Der Leichnam Menschheit

Wohin man auch geht- zumindest im Inland: Man trifft heute keine Menschen mehr mit "Tiefgang" und echtem, unaufgesetztem Charisma, das in einer Persönlichkeit wurzelt, die in tief gefühltem Mysterium des Lebens gründet. 

Die "geheimnisvoll" rätselhafte Frau und der charismatische Mann lebendiger und nicht verliehener und erworbener Autorität des "Seins", nicht des"Habens" - das gibt es anscheinend nicht mehr.

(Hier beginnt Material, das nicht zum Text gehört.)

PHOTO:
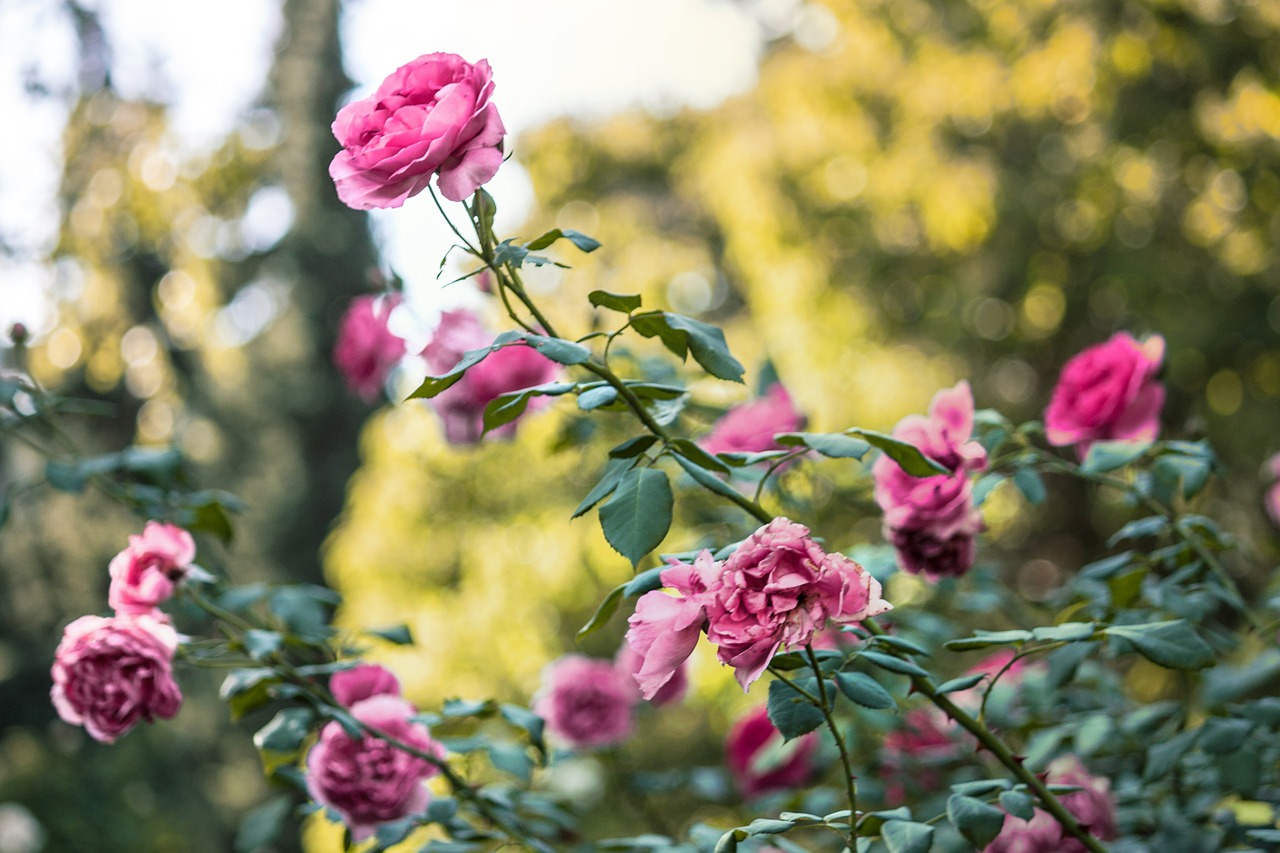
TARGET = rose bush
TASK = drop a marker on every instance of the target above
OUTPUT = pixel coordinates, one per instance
(430, 117)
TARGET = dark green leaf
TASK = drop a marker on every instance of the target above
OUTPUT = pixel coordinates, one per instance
(864, 690)
(1173, 644)
(622, 302)
(974, 819)
(638, 515)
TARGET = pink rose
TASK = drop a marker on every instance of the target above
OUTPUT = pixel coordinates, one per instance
(145, 574)
(112, 673)
(430, 117)
(777, 591)
(512, 368)
(932, 520)
(760, 761)
(750, 428)
(630, 662)
(360, 683)
(664, 629)
(1093, 808)
(586, 702)
(366, 350)
(368, 780)
(1109, 392)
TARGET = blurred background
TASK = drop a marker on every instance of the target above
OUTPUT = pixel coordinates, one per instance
(878, 197)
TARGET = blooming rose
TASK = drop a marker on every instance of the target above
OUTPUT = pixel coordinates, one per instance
(366, 350)
(361, 682)
(780, 588)
(932, 520)
(146, 571)
(1109, 392)
(512, 368)
(750, 428)
(1092, 807)
(586, 702)
(760, 761)
(112, 673)
(368, 780)
(630, 662)
(430, 117)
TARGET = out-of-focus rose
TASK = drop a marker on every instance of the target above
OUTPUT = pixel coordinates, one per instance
(362, 682)
(1092, 807)
(1107, 392)
(760, 761)
(512, 368)
(430, 117)
(366, 780)
(112, 673)
(366, 350)
(750, 428)
(932, 520)
(631, 662)
(664, 629)
(145, 574)
(586, 702)
(777, 589)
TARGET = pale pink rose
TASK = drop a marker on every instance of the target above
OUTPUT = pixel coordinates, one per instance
(366, 350)
(664, 629)
(1093, 808)
(361, 682)
(1107, 392)
(586, 702)
(777, 589)
(512, 368)
(931, 520)
(630, 662)
(145, 574)
(112, 673)
(750, 428)
(368, 780)
(430, 117)
(760, 762)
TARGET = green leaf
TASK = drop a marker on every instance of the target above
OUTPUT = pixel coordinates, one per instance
(831, 445)
(790, 712)
(974, 819)
(1018, 803)
(908, 456)
(864, 690)
(906, 836)
(622, 302)
(613, 473)
(1173, 644)
(398, 634)
(1107, 456)
(638, 515)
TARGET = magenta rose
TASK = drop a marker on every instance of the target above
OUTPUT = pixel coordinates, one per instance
(360, 683)
(750, 428)
(630, 662)
(664, 629)
(112, 673)
(368, 780)
(1107, 392)
(366, 350)
(777, 589)
(932, 521)
(512, 368)
(760, 762)
(1093, 808)
(430, 117)
(586, 702)
(145, 574)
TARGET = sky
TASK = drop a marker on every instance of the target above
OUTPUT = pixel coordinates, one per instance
(580, 58)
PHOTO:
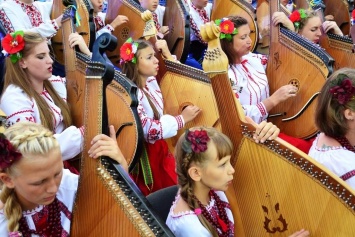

Der letzte Mann solcher Art, dem ich persönlich begegnet bin, war ein damals etwa 60-jähriger evangelischer Pfarrer und Religionslehrer, der vor 33 Jahren mit donnernder und zugleich lyrischer Stimme im Klassenzimmer "Predigten" schmetterte, die einen vor Faszination erstarren ließen.

Wenn ich unser Zeitalter mit einem Wort beschreiben müsste, fiele mir dazu ausschließlich das Adjektiv "flach" ein.

"Flach", weil beinahe alle Lebensbereiche gezwungen sind, sich am ökonomischen Nutzen zu orientieren.

"Flach", weil man überall nur auf eine Rolle spielende Personen, eher auf dressierte Zombies als auf vollständige Menschen trifft.

"Flach", weil es ausschließlich noch "Interessen" gibt und der lebendige, göttliche Eros erstarb, ja nicht einmal mehr bekannt ist. Er wich flacher Geilheit und schneller Befriedigung dieser "Interessen". Leidende Sehnsucht-was für ein Kitsch! Schnelles Essen, schneller Sex, entfremdete, dem Leben gewaltsam entrissene Arbeit. Der unbewusst "integrative" Versuch, während einfacher Arbeiten zu singen, zu pfeifen oder sich mit seinem Gegenüber zu unterhalten, wird heutzutage fast immer unterbunden, weil "nicht nützlich".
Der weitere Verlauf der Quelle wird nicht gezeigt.